Merujuk pada asumsi dari aliran Marxis ini, bahwa perempuan itu tertindas karena tidak memiliki alat-alat produksi yang bisa digunakan untuk bisa menghasilkan uang. Akibatnya, perempuan tidak memiliki kekuasaan dalam baik dalam keluarga, masyarakat, maupun negara. Inilah ketimpangan sosial yang masih sering terjadi dalam realitas kehidupan.

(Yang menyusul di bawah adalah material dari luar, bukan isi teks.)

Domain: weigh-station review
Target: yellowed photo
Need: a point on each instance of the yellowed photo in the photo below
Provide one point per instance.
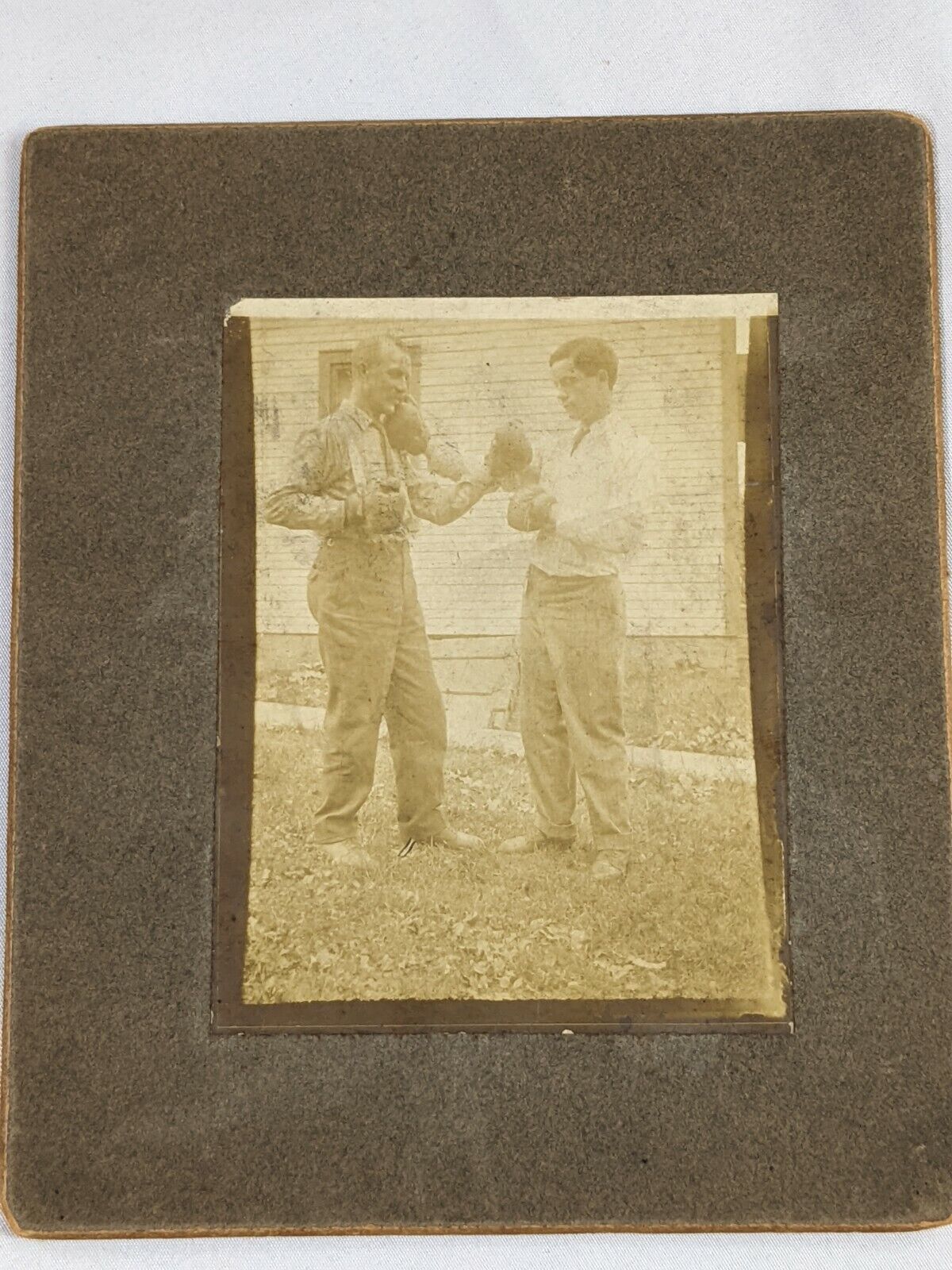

Seperti teori ekonomi dan kemasyarakatan, teori politik Marxis menawarkan suatu analisis bagi perempuan untuk mendapatkan kebebasan dari kekuatan yang menekannya. Marxis menginginkan hal tersebut sebagai suatu kenyataan. Bagaimanapun juga perempuan dan laki-laki harus dapat bersama-sama membangun sistem dan peran sosial di dalam masyarakat. Dengan kata lain, Marxisme menghendaki adanya kesetaraan gender antara wanita dan pria.

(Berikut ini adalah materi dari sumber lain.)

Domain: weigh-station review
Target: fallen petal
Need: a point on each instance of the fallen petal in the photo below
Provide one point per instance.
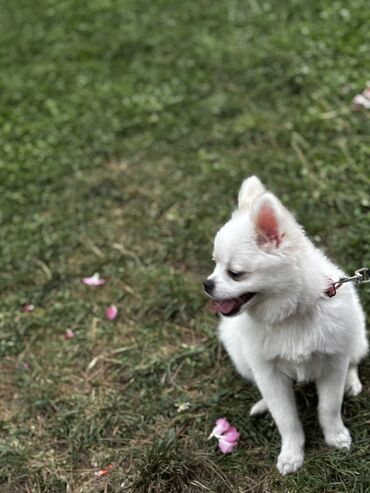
(232, 435)
(222, 425)
(28, 308)
(226, 447)
(94, 280)
(105, 471)
(68, 334)
(111, 312)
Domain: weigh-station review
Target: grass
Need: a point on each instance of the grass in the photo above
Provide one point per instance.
(126, 129)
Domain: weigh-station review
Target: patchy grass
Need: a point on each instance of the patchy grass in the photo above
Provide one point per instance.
(126, 129)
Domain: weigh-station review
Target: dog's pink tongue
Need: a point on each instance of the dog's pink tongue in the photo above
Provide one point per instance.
(222, 306)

Dalam buku Glosarium Seks dan Gender, yang dimaksud kesetaraan jender (gender equality) adalah :
(1) kesetaraan kesempatan dan hasil untuk perempuan dan laki-laki, termasuk penghapusan diskriminasi dan ketidaksetaraan struktural dalam mengakses sumber daya, kesempatan, dan jasa-jasa,
(2) Kesamaan perolehan kesempatan dan hasil untuk perempuan dan laki-laki, termasuk penghapusan diskriminasi dan ketidaksetaraan struktural dalam mengakses sumber daya, kesempatan, dan jasa-jasa, seperti akses yang sama untuk kesehatan, pendidikan, sumber daya produktif, partisipasi sosial, dan ekonomi.

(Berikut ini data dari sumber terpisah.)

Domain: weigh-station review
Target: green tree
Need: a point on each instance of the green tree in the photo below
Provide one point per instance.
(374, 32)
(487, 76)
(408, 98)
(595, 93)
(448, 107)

Adanya kesetaraan gender ini, akan meminimalisir terjadinya perdagangan manusia dan prostitusi. Wanita diperlakukan dengan manusiawi, sama halnya dengan pria. Dalam aliran Marxis juga mendukung penghancuran terhadap kapitalisme, sehingga wanita tidak lagi lemah dalam segi ekonomi. Wanita bukan sebagai komoditas bagi kaum pria. Sistem dalam penegakan hukum juga harus ditingkatkan. Peran dan posisi perempuan di dalam masyarakat tidak akan berubah jika cara pandang laki-laki, masyarakat, dan negara tetap dengan cara pandang maskulin. Perempuan akan terus teropresi. Oleh karena itu, akses dan kontrol perempuan harus dibuka dan diperluas pada semua aspek kehidupan.